Paper Summary: Lakshman, Avinash, and Prashant Malik. “Cassandra: a decentralized structured storage system.”, ACM SIGOPS Operating Systems Review 44.2 (2010): 35-40.

The authors present Cassandra, a scalable, fault-tolerant, and decentralized storage system designed to handle large volumes of structured data across distributed infrastructure. Originally developed at Facebook to support the Inbox Search feature for hundreds of millions of users, Cassandra addresses the shortcomings of applying Dynamo or BigTable to this system.
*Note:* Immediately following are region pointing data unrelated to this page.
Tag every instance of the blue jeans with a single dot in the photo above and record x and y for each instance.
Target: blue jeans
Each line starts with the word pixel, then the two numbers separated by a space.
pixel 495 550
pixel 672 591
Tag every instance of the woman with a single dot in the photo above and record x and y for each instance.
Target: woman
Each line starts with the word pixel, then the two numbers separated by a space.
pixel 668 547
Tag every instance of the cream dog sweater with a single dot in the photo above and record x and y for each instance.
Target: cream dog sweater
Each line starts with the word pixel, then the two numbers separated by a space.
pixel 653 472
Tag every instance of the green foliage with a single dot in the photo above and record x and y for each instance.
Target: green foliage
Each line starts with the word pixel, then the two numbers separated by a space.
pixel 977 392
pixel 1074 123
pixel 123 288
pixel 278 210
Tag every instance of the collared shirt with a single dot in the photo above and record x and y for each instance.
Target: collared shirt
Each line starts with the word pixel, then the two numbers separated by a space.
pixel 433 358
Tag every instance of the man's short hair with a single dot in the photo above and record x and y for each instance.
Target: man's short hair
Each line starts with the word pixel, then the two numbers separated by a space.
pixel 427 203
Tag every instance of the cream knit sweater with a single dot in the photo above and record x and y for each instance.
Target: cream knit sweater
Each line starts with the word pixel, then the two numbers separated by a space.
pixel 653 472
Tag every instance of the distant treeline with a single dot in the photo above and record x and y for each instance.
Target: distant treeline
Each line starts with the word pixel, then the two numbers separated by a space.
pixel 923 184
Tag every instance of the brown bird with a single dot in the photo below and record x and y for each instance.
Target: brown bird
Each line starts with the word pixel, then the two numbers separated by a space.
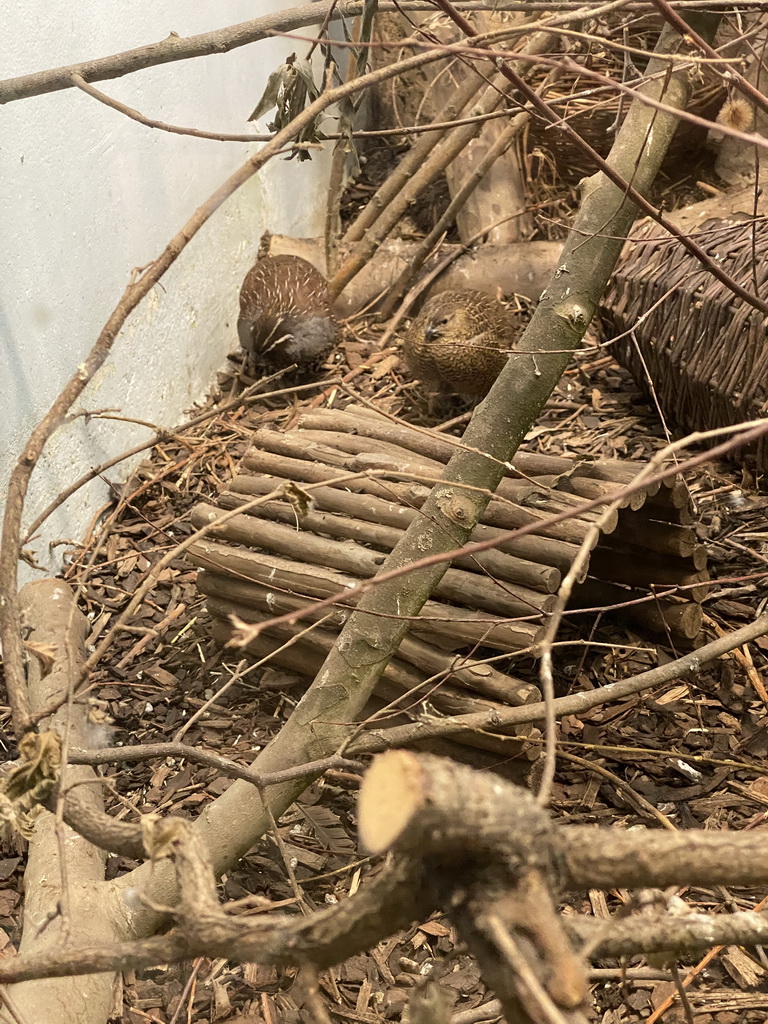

It is highly available like Dynamo and has the data model of BigTable. Cassandra is capable of handling massive volumes of writes and supporting geographically distributed deployments. Cassandra is optimized for write-heavy workloads where high throughput and fault tolerance are critical. Unlike traditional relational databases that rely on strict consistency and centralized coordination, Cassandra relies on eventual consistency, enabling high availability and partition tolerance.

Cassandra’s data model is inspired by Bigtable and adapted for a fully decentralized architecture. Data is stored in keyspace-defined column families, each consisting of rows identified by unique keys, and each row can contain a dynamic number of columns. The model supports both simple and super column families, allowing for flexible, nested data representation. This structure enables developers to model hierarchical data without rigid schemas. To ensure scalability and fault tolerance, Cassandra uses consistent hashing to partition data across nodes in a logical ring much like Dynamo. This allows new nodes to join or leave with minimal disruption, requiring little data transfer. A node’s position in the ring is determined by a token, and Cassandra’s gossip protocol ensures all nodes maintain updated cluster state information. This decentralized approach removes the need for a central coordinator. The authors also introduce a failure detection mechanism for Cassandra based on heartbeats. This detector emits a suspicion level based on the observed heartbeat variance. For writes, Cassandra uses a commit log and memtable architecture: each write is appended to a commit log and stored in memory until it is flushed to disk. Over time, SSTables (sorted string tables) are written to disk and compacted in the background, improving read performance.

The authors design read operations to be efficient in Cassandra. It first checks the memtable, then consults SSTables from newest to oldest. Bloom filters and column-level indexes are used to avoid unnecessary disk access, while a background compaction process periodically merges SSTables. This architecture offers near lock-free reads and writes, crucial for high-concurrency workloads. The authors also demonstrate the impressive performance of Cassandra in the Inbox Search.

Cassandra’s approach does have notable trade-offs. Its eventual consistency model, while ideal for availability and partition tolerance, may not suit workloads requiring strong consistency or transactional guarantees. Cassandra’s operational complexity is non-trivial - managing replication strategies, tuning failure detectors, and handling compactions require experienced operators. Nevertheless, Cassandra’s architecture is highly feasible for distributed computing environments, particularly in cloud-native systems, due to its modular, decentralized, and scalable design. Its ability to elastically grow, tolerate faults, and support multi-datacenter replication makes it a robust choice for modern large-scale applications.